Missing Number Performance Tests
11/11/2019
4 minutes
In this post I am going to look at the performance aspect for one of the tipical programming exercises on interviews.
Task usually goes by this:
Given an array with integers from 1 to N. The order of the integers is unknown. One of the randomly chosen number is replaced with 0. Create a method that receives the array as an input and returns the replaced number.
I am not going into the details of edge cases, input validation, error handling, etc. This post purely checks the performance aspects of some of the possible solutions. I also assume that N = x * 8.
Next, I will present three solutions:
A naive solution
One usually accepted solution
A fast solution
The naive solution
The naive solution that usually everyone starts with iterates over each possible number from 1 to N, and checks for each item if it is contained by the array.Worst case we check N numbers, so contains might iterate over the array N times, each iteration comparing each item of the array results an O(N*N) operations.

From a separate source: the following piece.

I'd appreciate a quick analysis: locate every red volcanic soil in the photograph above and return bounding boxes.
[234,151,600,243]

public static int Contains(int[] items) { for (int i = 1; i <= items.Length; i++) if (!items.Contains(i)) return i; return -1; }
Usually accepted solution
The second solution uses the fact that sum of numbers from 1 to N can be calculated with the following formula: (N+1)*N/2. Then we can sum up the items in the array and subtract it from the expected sum, which will give us the missing number. This time we only iterate over the array once, to sum up the integers, which is ends up O(N) operations. By definition this is faster on large enough arrays compared to the naive solution.
public static int Sum(int[] items) { int expected = (items.Length + 1) * items.Length / 2; int sum = 0; foreach (var item in items) sum += item; return expected - sum; }
Vectorizing
The last solution uses the same technique as the previous, but instead of summing items of the array one-by-one, we can use a faster solution. By vectorizing the items of the array and summing the vectors, we can leverage SIMD (Single Instruction Multiple Data) instructions to parallize the addition operations. The size of SIMD registers varies from machine to machine, in my case I have 8 integers in a Vector<int>
. This is still ends up O(N), as the number of operations depend linearly compared to the length of the input. In practise though, this results a faster solution to the previous one.
Note, that the below solution presented only work if the length of the array it a multiple of the number of integers a
Vector<int>
can handle. If that is not the case, we would need to stop the while loop sooner whilewhile(items.Length >= Vector<int>.Count)
, and we would need a final loop so sum up the last chunk of elements one-by-one.
public static int Vectorize(ReadOnlySpan<int> items) { int expected = (items.Length + 1) * items.Length >> 1; var sum = Vector<int>.Zero; while (items.Length > 0) { sum += new Vector<int>(items); items = items.Slice(Vector<int>.Count); } return expected - Vector.Dot(sum, Vector<int>.One); }
Benchmarks
For benchmarking, I used BenchmarkDotNet library, with one randomized integer array of length 8192 items. The table below shows that the naive solution is the slowest. Having the formula increases the preformance, several magnitude, and vectorization further boosts execution. As I mentioned earlier Vector<int>
holds 8 integers on my machine. So why do we see only ~5 times faster execution? The rest of the performance is used for the penalty of vectorizing the input.
| Method | Mean | Error | StdDev |
|---------- |---------------:|-------------:|-------------:|
| Contains | 1,636,479.9 ns | 29,170.58 ns | 27,286.18 ns |
| Sum | 4,774.7 ns | 95.53 ns | 137.01 ns |
| Vectorize | 991.7 ns | 19.56 ns | 31.59 ns |